Hong Kong’s traditional banks are set to face one of their biggest challenges yet: a new breed of financial technology firms estimated to snare as much as 30 percent of their revenue.

The Hong Kong Monetary Authority has granted three virtual bank licenses and is processing five more, Deputy Chief Executive Arthur Yuen said in a briefing on Wednesday. Firms that got the permits have partnered with Standard Chartered, BOC Hong Kong Holdings and ZhongAn Online P&C Insurance and they intend to begin operating within nine months, Yuen said.

This will help foster fintech development in Hong Kong and promote financial inclusion. The industry can leverage this opportunity to develop new business models

Hong Kong Association of Banks

Each of the three virtual banks have an average HK$1.9 billion in capital, Yuen said.

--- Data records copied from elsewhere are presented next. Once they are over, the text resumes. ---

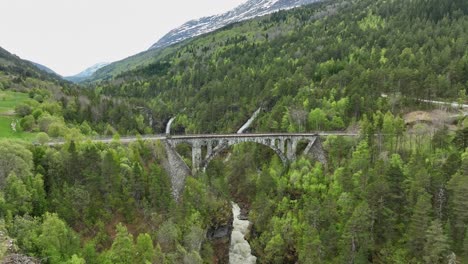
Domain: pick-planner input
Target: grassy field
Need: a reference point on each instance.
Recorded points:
(8, 102)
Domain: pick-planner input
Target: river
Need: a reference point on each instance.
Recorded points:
(240, 251)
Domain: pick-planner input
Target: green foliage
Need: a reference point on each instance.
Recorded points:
(122, 250)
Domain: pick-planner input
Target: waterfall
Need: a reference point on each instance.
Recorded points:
(239, 251)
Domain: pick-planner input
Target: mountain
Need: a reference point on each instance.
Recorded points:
(44, 68)
(248, 10)
(86, 73)
(15, 67)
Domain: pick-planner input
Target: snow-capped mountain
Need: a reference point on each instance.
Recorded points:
(86, 73)
(248, 10)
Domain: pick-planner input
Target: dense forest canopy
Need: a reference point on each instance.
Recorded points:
(394, 194)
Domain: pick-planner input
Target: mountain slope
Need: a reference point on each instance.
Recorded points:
(44, 68)
(86, 73)
(15, 66)
(290, 60)
(253, 8)
(248, 10)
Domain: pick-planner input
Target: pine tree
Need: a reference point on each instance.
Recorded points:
(122, 250)
(144, 249)
(420, 222)
(458, 186)
(436, 246)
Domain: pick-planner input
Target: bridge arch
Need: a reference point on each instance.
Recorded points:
(284, 145)
(270, 143)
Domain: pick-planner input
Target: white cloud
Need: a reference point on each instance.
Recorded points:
(71, 35)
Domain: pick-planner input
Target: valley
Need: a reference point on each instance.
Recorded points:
(324, 121)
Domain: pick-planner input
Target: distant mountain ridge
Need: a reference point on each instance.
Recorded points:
(248, 10)
(86, 73)
(44, 68)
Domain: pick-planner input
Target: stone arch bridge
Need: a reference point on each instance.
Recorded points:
(208, 146)
(285, 145)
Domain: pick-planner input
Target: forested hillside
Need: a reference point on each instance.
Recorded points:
(337, 56)
(394, 194)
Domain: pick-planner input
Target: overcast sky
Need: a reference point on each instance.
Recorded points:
(71, 35)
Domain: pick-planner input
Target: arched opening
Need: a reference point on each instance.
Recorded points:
(237, 170)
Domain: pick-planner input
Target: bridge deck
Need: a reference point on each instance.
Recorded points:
(212, 136)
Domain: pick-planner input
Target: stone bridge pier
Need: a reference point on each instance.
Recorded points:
(205, 148)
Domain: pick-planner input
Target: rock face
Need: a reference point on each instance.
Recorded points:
(177, 170)
(219, 234)
(248, 10)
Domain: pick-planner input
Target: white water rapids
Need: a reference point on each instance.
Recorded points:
(239, 251)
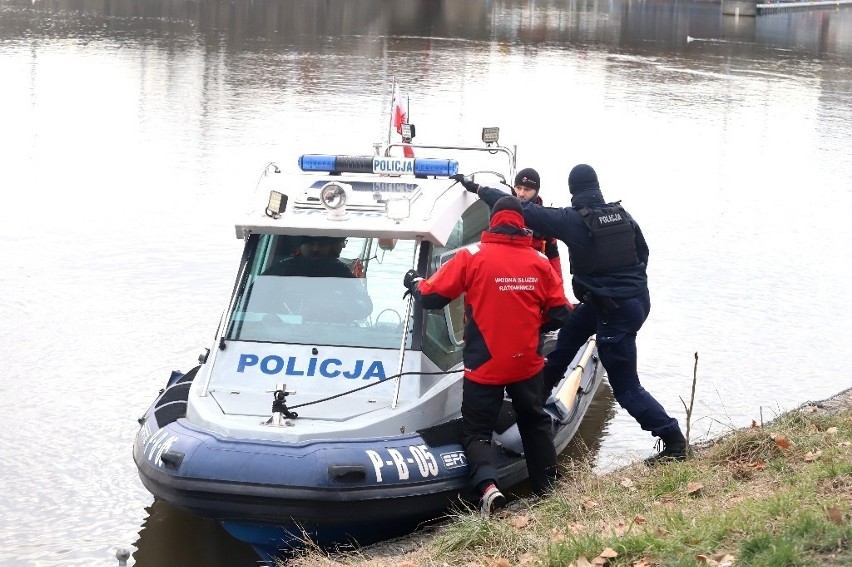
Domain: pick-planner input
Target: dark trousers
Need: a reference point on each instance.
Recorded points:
(481, 405)
(616, 337)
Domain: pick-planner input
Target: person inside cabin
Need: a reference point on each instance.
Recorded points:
(339, 297)
(511, 295)
(315, 257)
(527, 185)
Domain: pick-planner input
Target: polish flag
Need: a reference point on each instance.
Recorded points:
(400, 115)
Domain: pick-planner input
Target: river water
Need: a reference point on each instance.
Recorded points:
(132, 134)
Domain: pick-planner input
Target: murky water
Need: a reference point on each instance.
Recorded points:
(131, 135)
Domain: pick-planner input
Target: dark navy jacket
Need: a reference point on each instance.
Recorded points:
(566, 224)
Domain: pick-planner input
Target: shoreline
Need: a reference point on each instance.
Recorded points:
(402, 551)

The city is playing catch up with regional economies by allowing fintech to shake up retail banking. A reliance on cash and strong household savings had yielded high profitability for a clutch of lenders and kept the industry concentrated. That could see the sector vulnerable to disruption as competition gets fiercer.

“This will help foster fintech development in Hong Kong and promote financial inclusion,” the Hong Kong Association of Banks said in a statement. “The industry can leverage this opportunity to develop new business models.”

READ MORE: The digital payment battle in HK

Virtual banks are similar to traditional retail banking services in that they will be able to accept deposits and give out loans. They aren’t expected to set up physical branches. Analysts at Citigroup estimate around 10 percent of existing banks’ revenue is at risk over the next decade.

Most at risk are HSBC, Standard Chartered, Hang Seng Bank and BOC Hong Kong, which account for 66 percent of the retail loan market and 77 percent of mortgages, according to Goldman Sachs Group. About US$15 billion, which is 30 percent of the city’s total banking revenue, is up for grabs, Goldman’s analysts, led by Gurpreet Singh Sahi, estimated in September.

The payment space would be the first battle ground between banks and technology firms in the city, the Goldman report read

The payment space would be the first battle ground between banks and technology firms in the city, the Goldman report read. Hong Kong’s value of cash transactions accounted for about 17 percent of GDP in 2016, leaving the city behind only Japan among major economies, according to a report published by the Bank for International Settlements last year.

Virtual banking was one of the fintech initiatives announced by the HKMA in 2017, which also included a digital payment system that uses mobile numbers and email addresses for payments. The faster payment system had more than 2 million registrations by the end of 2018 and handled transactions worth HK$104 billion (US$13 billion) since it started in September, according to the de facto central bank.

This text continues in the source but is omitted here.